This IPython notebook illustrates the usage of the ctpfrec Python package for Collaborative Topic Poisson Factorization in recommender systems based on sparse count data using the RetailRocket dataset, consisting of event logs (view, add to cart, purchase) from an online catalog of products plus anonymized text descriptions of items.
Collaborative Topic Poisson Factorization is a probabilistic model that tries to jointly factorize the user-item interaction matrix along with item-word text descriptions (as bag-of-words) of the items by the product of lower dimensional matrices. The package can also extend this model to add user attributes in the same format as the items’.

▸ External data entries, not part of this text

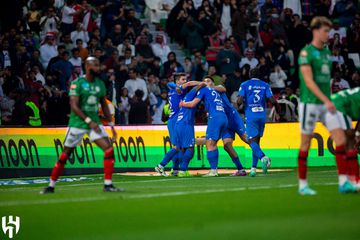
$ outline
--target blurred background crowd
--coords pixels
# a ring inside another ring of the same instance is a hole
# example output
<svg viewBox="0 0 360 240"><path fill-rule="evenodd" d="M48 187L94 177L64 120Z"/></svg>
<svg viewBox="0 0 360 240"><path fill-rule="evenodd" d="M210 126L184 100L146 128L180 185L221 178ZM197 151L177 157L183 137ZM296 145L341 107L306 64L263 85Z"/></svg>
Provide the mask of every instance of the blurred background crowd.
<svg viewBox="0 0 360 240"><path fill-rule="evenodd" d="M71 81L96 56L116 124L163 124L168 82L206 75L236 102L259 68L297 121L298 67L314 16L333 22L333 93L360 86L357 0L12 0L0 9L1 125L66 125ZM273 121L273 109L267 109ZM197 123L206 123L200 107Z"/></svg>

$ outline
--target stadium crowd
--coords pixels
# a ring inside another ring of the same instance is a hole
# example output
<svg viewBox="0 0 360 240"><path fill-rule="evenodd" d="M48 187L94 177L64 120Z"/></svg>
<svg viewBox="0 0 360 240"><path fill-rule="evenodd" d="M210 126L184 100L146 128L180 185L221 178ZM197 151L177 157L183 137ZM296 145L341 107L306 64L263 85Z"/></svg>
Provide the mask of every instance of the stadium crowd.
<svg viewBox="0 0 360 240"><path fill-rule="evenodd" d="M1 125L66 125L71 81L90 55L101 62L116 124L162 124L176 72L199 81L212 76L235 105L255 67L279 99L281 121L296 121L297 58L317 15L333 22L332 91L360 86L356 0L10 2L0 10ZM184 61L167 35L181 46ZM196 121L206 121L203 107Z"/></svg>

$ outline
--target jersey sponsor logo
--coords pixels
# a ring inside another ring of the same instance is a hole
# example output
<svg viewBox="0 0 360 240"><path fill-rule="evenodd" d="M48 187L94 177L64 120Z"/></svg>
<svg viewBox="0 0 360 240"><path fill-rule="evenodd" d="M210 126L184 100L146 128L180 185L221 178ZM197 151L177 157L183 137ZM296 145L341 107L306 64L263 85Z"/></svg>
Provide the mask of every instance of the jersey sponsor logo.
<svg viewBox="0 0 360 240"><path fill-rule="evenodd" d="M89 88L90 88L90 85L89 85L89 83L83 83L83 84L81 84L81 87L82 87L84 90L88 91Z"/></svg>
<svg viewBox="0 0 360 240"><path fill-rule="evenodd" d="M300 56L306 57L306 56L307 56L307 51L306 51L306 50L302 50L302 51L300 52Z"/></svg>

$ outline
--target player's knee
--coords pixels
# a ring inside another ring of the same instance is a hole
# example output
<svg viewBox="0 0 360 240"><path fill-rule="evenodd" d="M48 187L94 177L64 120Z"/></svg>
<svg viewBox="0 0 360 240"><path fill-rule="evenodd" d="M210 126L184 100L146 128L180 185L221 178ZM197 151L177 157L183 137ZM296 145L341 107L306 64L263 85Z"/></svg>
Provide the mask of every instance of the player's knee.
<svg viewBox="0 0 360 240"><path fill-rule="evenodd" d="M108 149L106 149L104 152L104 157L105 159L114 158L114 148L109 147Z"/></svg>

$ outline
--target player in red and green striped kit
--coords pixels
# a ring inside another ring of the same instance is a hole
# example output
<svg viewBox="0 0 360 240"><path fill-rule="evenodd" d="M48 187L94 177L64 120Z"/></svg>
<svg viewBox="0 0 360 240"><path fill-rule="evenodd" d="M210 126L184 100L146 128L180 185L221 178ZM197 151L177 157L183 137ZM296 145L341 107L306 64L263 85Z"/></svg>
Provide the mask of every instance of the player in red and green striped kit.
<svg viewBox="0 0 360 240"><path fill-rule="evenodd" d="M349 180L356 184L360 190L359 182L359 162L356 147L360 140L360 87L347 89L331 96L331 101L338 110L339 118L344 122L343 129L347 137L347 169ZM351 120L357 120L353 129Z"/></svg>
<svg viewBox="0 0 360 240"><path fill-rule="evenodd" d="M339 176L339 192L355 192L347 176L346 136L334 103L330 100L331 52L326 47L331 22L315 17L310 24L313 40L299 56L301 144L298 156L299 193L315 195L307 181L307 157L315 124L320 120L336 144L335 159Z"/></svg>
<svg viewBox="0 0 360 240"><path fill-rule="evenodd" d="M66 161L73 153L76 146L81 143L85 134L89 135L90 141L94 142L104 151L104 191L119 192L122 189L112 184L114 172L114 149L109 136L99 119L99 104L104 115L109 121L113 137L116 139L114 123L111 120L110 110L106 103L105 85L97 76L100 72L99 60L95 57L88 57L85 60L86 74L72 82L70 86L71 114L69 128L64 140L64 150L51 172L49 186L41 194L54 193L55 183L62 174Z"/></svg>

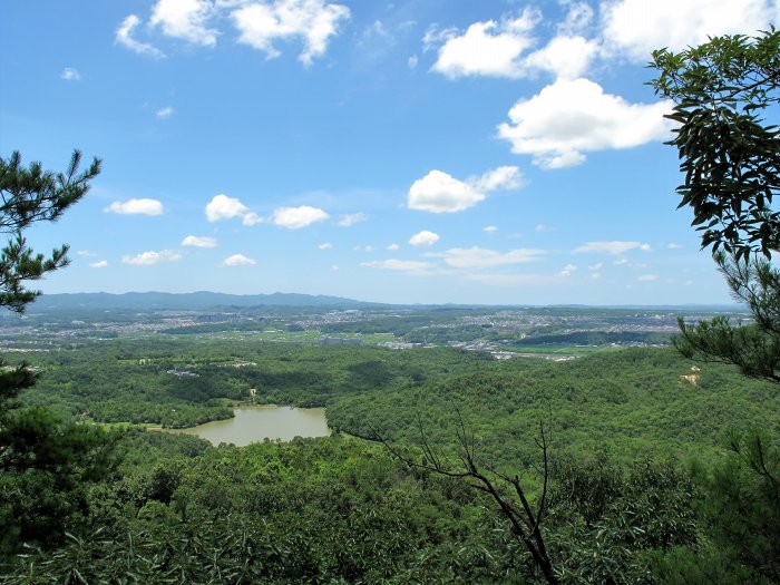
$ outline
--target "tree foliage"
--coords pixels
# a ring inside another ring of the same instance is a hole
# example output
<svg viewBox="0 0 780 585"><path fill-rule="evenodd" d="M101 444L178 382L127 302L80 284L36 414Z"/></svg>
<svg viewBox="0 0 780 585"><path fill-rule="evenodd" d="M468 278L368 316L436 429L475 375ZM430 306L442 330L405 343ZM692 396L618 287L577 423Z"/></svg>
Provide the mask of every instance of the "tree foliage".
<svg viewBox="0 0 780 585"><path fill-rule="evenodd" d="M780 32L711 38L681 52L653 52L653 86L674 100L671 145L685 176L680 206L693 209L712 245L739 260L780 246Z"/></svg>
<svg viewBox="0 0 780 585"><path fill-rule="evenodd" d="M96 158L79 173L76 150L65 173L23 167L19 153L0 158L0 234L10 237L0 251L0 309L18 313L40 294L27 281L68 264L68 246L50 256L33 252L25 231L55 222L89 189L100 170ZM22 542L56 544L66 526L78 524L86 509L86 489L114 467L113 440L101 429L82 425L47 408L18 408L19 392L37 373L26 363L0 360L0 555Z"/></svg>
<svg viewBox="0 0 780 585"><path fill-rule="evenodd" d="M699 323L681 319L674 345L686 358L732 363L745 376L780 383L780 272L763 259L737 261L718 253L715 262L753 323L733 324L725 316Z"/></svg>
<svg viewBox="0 0 780 585"><path fill-rule="evenodd" d="M43 170L40 163L25 167L18 152L0 158L0 234L10 236L0 251L0 306L21 313L40 294L26 289L25 281L68 264L67 245L47 257L30 248L23 232L37 222L56 222L89 191L89 182L100 173L100 160L95 158L82 173L80 163L78 150L65 173Z"/></svg>

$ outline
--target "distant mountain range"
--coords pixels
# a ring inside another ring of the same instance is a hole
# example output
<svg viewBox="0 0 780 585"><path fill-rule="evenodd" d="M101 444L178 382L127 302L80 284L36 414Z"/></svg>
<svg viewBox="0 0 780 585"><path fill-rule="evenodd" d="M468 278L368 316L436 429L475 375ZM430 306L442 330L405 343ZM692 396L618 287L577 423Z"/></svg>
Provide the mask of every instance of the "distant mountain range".
<svg viewBox="0 0 780 585"><path fill-rule="evenodd" d="M90 310L143 310L143 311L205 311L216 308L248 309L253 306L321 306L333 309L357 309L379 306L339 296L324 296L296 293L273 294L224 294L199 291L194 293L130 292L111 293L67 293L39 296L29 311L52 311L62 309Z"/></svg>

Compared to competing methods such as BPR (Bayesian Personalized Ranking) or weighted-implicit NMF (non-negative matrix factorization of the non-probabilistic type that uses squared loss), it only requires iterating over the data for which an interaction was observed and not over data for which no interaction was observed (i.e. it doesn’t iterate over items not clicked by a user), thus being more scalable, and at the same time producing better results when fit to sparse count data (in general). Same for the word counts of items.
The implementation here is based on the paper Content-based recommendations with poisson factorization (Gopalan, P.K., Charlin, L. and Blei, D., 2014).
For a similar package for explicit feedback data see also cmfrec. For Poisson factorization without side information see hpfrec.
Small note: if the TOC here is not clickable or the math symbols don't show properly, try visualizing this same notebook from nbviewer following this link.
The model consists in producing a low-rank non-negative matrix factorization of the item-word matrix (a.k.a. bag-of-words, a matrix where each row represents an item and each column a word, with entries containing the number of times each word appeared in an item’s text, ideally with some pre-processing on the words such as stemming or lemmatization) by the product of two lower-rank matrices
$$ W_{iw} \approx \Theta_{ik} \beta_{wk}^T $$along with another low-rank matrix factorization of the user-item activity matrix (a matrix where each entry corresponds to how many times each user interacted with each item) that shares the same item-factor matrix above plus an offset based on user activity and not based on items’ words
$$ Y_{ui} \approx \eta_{uk} (\Theta_{ik} + \epsilon_{ik})^T $$These matrices are assumed to come from a generative process as follows:
(Where $W$ is the item-word count matrix, $k$ is the number of latent factors, $i$ is the number of items, $w$ is the number of words)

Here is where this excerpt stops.